Personally I believe that PO would be a non-problem if we did not have that inertia, that short-sighted thinking in which you trade tomorrow's problems with today's peace. It's like a very lazy student, so self-confident in his intelligence that does not start to study for an exam until the evening before the day... the difference is that the worst that can happen for the student is going out of school while we can easily go out of history.
I think in Civ3 they included resouce depletion, but you still could easily substitute one resource with another (substitute oil with stone?). This would require much more complex simulation than the game is right now.
http://www.civanon.com/
Seriously though, I was listning to NPR the other day and they were talking about the use of games to promote certain ideas/causes/etc. The Army's game was one example. A game like Civ would really illustrate the effects of resurce depletion well.
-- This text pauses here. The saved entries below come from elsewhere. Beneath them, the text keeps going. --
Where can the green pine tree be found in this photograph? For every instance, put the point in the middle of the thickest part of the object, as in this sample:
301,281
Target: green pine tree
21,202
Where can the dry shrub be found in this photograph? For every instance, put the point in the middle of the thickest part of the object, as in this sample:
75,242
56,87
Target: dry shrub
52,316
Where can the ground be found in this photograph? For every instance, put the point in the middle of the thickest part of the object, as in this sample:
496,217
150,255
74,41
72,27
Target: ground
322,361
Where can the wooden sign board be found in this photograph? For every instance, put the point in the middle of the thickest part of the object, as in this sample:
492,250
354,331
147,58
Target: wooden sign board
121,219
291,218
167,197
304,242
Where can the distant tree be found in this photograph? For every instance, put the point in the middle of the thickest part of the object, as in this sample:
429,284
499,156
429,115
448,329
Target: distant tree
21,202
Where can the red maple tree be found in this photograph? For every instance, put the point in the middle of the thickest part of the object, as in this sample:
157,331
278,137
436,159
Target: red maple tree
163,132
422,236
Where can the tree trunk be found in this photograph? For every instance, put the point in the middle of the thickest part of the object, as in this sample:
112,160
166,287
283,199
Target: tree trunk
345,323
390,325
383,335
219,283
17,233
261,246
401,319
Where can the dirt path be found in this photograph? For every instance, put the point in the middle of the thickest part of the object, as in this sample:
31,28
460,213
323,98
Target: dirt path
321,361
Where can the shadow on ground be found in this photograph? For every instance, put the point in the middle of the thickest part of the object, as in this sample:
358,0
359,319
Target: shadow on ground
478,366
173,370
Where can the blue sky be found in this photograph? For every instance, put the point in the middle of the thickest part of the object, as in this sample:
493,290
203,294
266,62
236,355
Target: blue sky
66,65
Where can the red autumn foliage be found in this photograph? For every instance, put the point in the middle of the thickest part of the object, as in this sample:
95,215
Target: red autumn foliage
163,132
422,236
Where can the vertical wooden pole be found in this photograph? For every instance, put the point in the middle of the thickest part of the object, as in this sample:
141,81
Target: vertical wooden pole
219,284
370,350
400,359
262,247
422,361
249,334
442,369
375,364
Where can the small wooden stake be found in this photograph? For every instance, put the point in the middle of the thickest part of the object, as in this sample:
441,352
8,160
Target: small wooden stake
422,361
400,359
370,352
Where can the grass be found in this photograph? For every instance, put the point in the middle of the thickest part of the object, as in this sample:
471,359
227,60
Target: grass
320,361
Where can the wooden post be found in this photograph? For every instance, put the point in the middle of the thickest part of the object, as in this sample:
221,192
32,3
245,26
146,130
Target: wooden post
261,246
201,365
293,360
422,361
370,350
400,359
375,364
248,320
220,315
A pity I don't have the skills in that area.
They would also need to measure how much of the resources you consume are from natural capital and how much are renewable. If you overshoot and exaust a vital non-renewable resource you get a die-off until the system reaches equilibrium at much lower state (renewable production - loss of production due to natural capital losses - losses in corruption and chaos during the transition). Unfortunately the game itself prerequisites growth (because of the competition with other civs) so it looks like it would always lead to humans overshooting their environment.
this summer at an estate/garage sale. the old geezer was into libertarian - JOHN GALT stuff, and had a great collection of old stuff. The P.S mags were from 1939-1965.
The popular science August 1953 issue had a piece on global warming due to carbon dioxide, and almost every issue mentions Atomic power....
At least 50 years ago the science community was declaring
war on the man, but too few voices were heard.
Now the man is sticking it to us!!! Again ...as always
If a vote was taken at this time , a show of hands how many
know that Peak Oil will arrest your lifestyle? And that is followed by will it hurt?
Hurt...because inside we suspect that "The Man" is a machine
capable of total destruction, which is MY own perspective, being it is the will of the machine to self destruct.
50 years +++ and the cycle of violence is no more nearer being broken than before, in MY opinion the slippery slope to disaster is only approaching faster. The T.P roll is nearly gone.
Oh Boy... who gives a damn.
eat your humble pie and shud up!
love your self , love your friends,
keep trying to fly away.
Hey atleast it's not the TITANIC i am aboard.
Meaning there is hope in yet unknown history to be written.
You don't have to pray about it.
You've allready thought about it...good enough.
one day at a time
think small,think fast,peace
fact... we all live until we die
this group therapy thing really isn't working out .
Now i find myself talking to/and answering myself.